Maybe it’s a childhood thing, she posits. Maybe it’s from growing up with her great grandmother’s peach cobbler, which was more of a buckle than a cobbler, made with cling peaches in heavy syrup, folded into something almost like a cake batter, which would bake up crispy-topped with lava pools around the edges from the peach juice bubbling up. Her great-grand matriarch used margarine; she reaches for butter and whole vanilla beans and adds a streusel topping. But it’s still nostalgia.
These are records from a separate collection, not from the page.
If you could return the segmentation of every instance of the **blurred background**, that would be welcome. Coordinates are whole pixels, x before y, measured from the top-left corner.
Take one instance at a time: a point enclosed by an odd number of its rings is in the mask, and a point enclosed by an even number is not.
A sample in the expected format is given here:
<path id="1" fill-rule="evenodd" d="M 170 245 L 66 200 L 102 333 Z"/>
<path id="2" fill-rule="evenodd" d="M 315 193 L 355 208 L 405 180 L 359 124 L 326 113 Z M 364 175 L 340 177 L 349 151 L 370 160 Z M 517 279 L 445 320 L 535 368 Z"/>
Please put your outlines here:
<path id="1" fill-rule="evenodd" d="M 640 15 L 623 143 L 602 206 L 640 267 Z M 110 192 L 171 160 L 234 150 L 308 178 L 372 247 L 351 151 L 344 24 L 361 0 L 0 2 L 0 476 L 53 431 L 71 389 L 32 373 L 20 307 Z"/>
As a pastry chef who marries sweet and savory and coaxes inspiration from what the season brings, she’s made plated desserts with a basil pesto that leaned sweet, paired with peaches and a buttery caramel-blonde butterscotch. She’s done peaches with chamomile flowers—which are in season together—in a warm bowl of rice pudding with brown butter fruit and a chamomile crème anglaise. (This was at FT33 several years ago, where the team tinkered only with produce that was hyper-local.)

One dessert she brought back several times was peaches and blackberries, covering vanilla-roasted peaches and blackberries in a cloak of aerated vanilla sabayon so they disappeared entirely. The idea was a fruit crisp that didn’t look like a fruit crisp. That looked, instead, like a yellow cloud dotted with lemon thyme and streusel.

In Huff’s hands, the ripe berries and opulently fragrant stone fruit of local farms become ephemeral postcards.

So, on the menu right now at Homewood is a semifreddo that is also a soft yellow cloud. Slivers of ripe peach—veined pink and almost purple around the edges—lay over a pale yellow frozen square studded with chewy amaretti cookies and the crunch of smoked almonds. Fennel pollen tints the sash of crème anglaise. I tried it last week and was in heaven.

Next, she might turn to serving a peach crostata with cornmeal and ice cream infused with corn. Peaches will come from various farms throughout the summer. Currently, Homewood is using Comeback Creek and Winona Orchards.

We can look forward to this. Seek them out to capture a fuzzy, juicy—and ephemeral—glimpse of the season. Because there’s nothing like the glory of a peach. 

Peaches thriving at Petra and the Beast.

Where to Find Peach Dishes

At Homewood, in addition to Huff’s masterful way with the peach, chef-owner Matt McCallister is layering house-cured prosciutto with peaches that span two seasons. Last year’s pickled peaches puréed with their pickling liquid and fennel pollen act as a dressing for raw peaches tossed with a powder from peach skins. Umami-rich and tart. A pork duo—tenderloin and confit belly—gains sweet focus in roasted peaches that have been glazed in fermented honey.

At Petra and the Beast, you’ll find a baby kale salad with shaved cheddar and curry-dusted pecans that gets tousled with a smoked peach vinaigrette and ginger-pickled peaches (image to the left). This week, a peach and black mint cheesecake comes layered with peach powder, peach cream, pickled peaches, garden mint, and textures of puffed rice. And the team has been putting up juicy, Comeback Creek peaches in larder-good jars of pickled peaches and strawberry-peach mostarda that sell quickly.